Negli Stati Uniti, esso prende in considerazione la natura dell'opera, come deve essere riutilizzata, se ha un fine commerciale e se ha un impatto sul valore di mercato o sull'opera originale.

Mentre organi come la Internet Industry Association affermano che il fair use ha portato a milioni di dollari di innovazione negli Stati Uniti e ha ostacolato nuove attività imprenditoriali online in Australia, secondo i proprietari dei diritti d'autore, se sarà introdotto verrà male utilizzato.

Secondo i musicisti, potrebbe giustificare il file sharing di musica non autorizzata, conducendo alla pirateria assai diffusa che mina la crescita nell'industria musicale.

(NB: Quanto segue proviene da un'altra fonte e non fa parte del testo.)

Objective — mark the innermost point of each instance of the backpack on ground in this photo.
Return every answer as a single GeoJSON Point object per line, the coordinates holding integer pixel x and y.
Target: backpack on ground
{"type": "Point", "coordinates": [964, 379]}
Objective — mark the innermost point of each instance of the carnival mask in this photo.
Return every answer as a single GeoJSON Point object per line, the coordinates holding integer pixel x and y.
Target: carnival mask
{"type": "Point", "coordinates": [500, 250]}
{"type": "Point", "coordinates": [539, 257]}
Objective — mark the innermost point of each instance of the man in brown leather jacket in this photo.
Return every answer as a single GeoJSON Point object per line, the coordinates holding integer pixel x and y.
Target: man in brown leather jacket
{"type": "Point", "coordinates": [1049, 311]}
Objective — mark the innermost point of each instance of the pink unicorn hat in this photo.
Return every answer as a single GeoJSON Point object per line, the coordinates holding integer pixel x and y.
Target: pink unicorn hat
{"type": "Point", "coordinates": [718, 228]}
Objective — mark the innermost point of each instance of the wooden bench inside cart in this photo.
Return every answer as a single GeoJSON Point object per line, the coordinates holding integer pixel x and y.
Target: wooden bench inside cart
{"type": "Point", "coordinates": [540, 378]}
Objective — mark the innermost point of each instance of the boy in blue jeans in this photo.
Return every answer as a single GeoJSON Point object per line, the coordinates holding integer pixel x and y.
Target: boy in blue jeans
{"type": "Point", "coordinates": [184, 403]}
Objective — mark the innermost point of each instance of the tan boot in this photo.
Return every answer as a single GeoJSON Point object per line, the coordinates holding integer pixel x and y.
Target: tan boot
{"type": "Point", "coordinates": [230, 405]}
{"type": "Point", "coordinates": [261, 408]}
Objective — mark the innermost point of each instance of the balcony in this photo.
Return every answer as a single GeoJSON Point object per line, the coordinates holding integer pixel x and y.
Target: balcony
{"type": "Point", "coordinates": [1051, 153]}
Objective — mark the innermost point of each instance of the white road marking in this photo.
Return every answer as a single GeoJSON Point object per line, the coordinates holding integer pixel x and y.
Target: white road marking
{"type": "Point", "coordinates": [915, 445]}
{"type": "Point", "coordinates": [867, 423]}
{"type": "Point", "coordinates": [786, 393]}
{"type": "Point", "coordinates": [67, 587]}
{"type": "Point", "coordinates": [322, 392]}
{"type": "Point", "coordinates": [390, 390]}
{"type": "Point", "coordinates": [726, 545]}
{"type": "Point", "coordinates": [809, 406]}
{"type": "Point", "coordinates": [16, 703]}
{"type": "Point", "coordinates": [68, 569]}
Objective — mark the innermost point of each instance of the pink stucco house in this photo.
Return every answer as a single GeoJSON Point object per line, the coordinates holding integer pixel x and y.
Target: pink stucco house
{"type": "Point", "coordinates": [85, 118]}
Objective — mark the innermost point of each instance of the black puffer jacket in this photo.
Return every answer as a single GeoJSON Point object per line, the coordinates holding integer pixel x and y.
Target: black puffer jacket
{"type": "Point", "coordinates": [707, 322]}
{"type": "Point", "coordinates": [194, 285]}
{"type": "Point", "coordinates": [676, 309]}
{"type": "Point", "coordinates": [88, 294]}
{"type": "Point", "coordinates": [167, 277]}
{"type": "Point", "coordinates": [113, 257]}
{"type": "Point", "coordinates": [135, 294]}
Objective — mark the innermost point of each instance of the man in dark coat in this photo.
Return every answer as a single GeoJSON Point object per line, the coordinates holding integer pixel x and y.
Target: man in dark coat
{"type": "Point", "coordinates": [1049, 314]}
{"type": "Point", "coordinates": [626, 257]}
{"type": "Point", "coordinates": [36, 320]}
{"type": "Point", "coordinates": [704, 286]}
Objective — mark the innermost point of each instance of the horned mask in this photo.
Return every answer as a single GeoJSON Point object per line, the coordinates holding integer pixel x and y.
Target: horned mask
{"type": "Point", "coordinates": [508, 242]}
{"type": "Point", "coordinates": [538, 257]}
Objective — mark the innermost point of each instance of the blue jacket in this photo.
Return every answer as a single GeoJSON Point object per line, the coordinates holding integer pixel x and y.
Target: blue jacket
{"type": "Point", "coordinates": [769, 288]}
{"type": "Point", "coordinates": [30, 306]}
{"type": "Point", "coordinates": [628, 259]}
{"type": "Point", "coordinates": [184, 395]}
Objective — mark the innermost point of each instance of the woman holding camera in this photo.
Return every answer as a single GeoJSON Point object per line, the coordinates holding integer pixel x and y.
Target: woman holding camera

Le organizzazioni no profit di gestione dei diritti, Copyright Agency e Viscopy, nel rimettersi all'inchiesta sul copyright, hanno asserito che un'eccezione per il fair use creerebbe incertezza ed aumenterebbe i rischi di contenzioso.

 

“ Sviluppare un modello di business basato sull'utilizzo non autorizzato di contenuti altrui e sul sostegno fornito da un'eccezione, necessariamente, comporta un rischio di contenzioso se l'uso è su scala commerciale, perchè la posta in gioco è alta. Se l'eccezione è di quelle “ flessibili “ come il fair use, l'incertezza ed i rischi sono ancora più alti “.

 

Stephen Dalby, chief regulatory officer della iiNet Ltd, ha affermato che l'economia nell'era digitale ha preannunciato un dissesto per coloro che hanno costruito un'azienda intorno a vecchi modelli di contenuto.

 

“ Esiste una serie di intermediari che hanno una parte da reclamare nella distribuzione, nell'immagazzinamento, nella produzione, nelle scaffalature per la vendita al dettaglio, sia che si tratti di DVD per uso personale sia che si tratti di film a livello commerciale”, ha detto Dalby.

 

“ Una volta che ci si muove all'interno del modello della distribuzione digitale, esso crolla. La gente produce e distribuisce, da sé, i propri contenuti, e molti sono privi dei diritti per farlo.

 

“ Le case cinematografiche hollywoodiane ci vogliono a guardia delle infrazioni. Ma il mondo è cambiato. “

 

Dalby ha detto di non aver creduto alla tesi per la quale “ non si può competere con quello che è gratis, e perciò dovremmo spegnere internet. “

 

“ Guardate il volume del mercato dell'acqua in bottiglia. La differenza, tra quello che viene fuori da un tappo, è interamente dovuta alla confezione.

 

“ La pirateria può essere un esempio di fallimento del mercato e un esempio di gente che ruba materiale o ricerche di mercato per vedere dove c'è richiesta, se non altro.

 

“ Il contenuto digitale, i costi, una volta che è stato prodotto, per distribuirlo sono vicini allo zero, e la sua distribuzione è pagata dall'utente, come quelli di iTunes. E' lo stesso concetto della confezione. Quanto facile sia procurarsi le cose, trovarle e riprodurle. “

 

Dalby ha detto che i distributori devono lasciar perdere e muoversi in un mondo di distribuzione digitale.

 

“ Può permettere di guadagnare ed ha senso dal punto di vista commerciale, che si tratti di videogiochi, musica, film o acqua imbottigliata. “

 

Nicolas Suzor, Matthew Sag e Stephen Dalby, il primo marzo, parleranno al forum della Australian Digital Alliance, “ Embracing the Digital Economy “.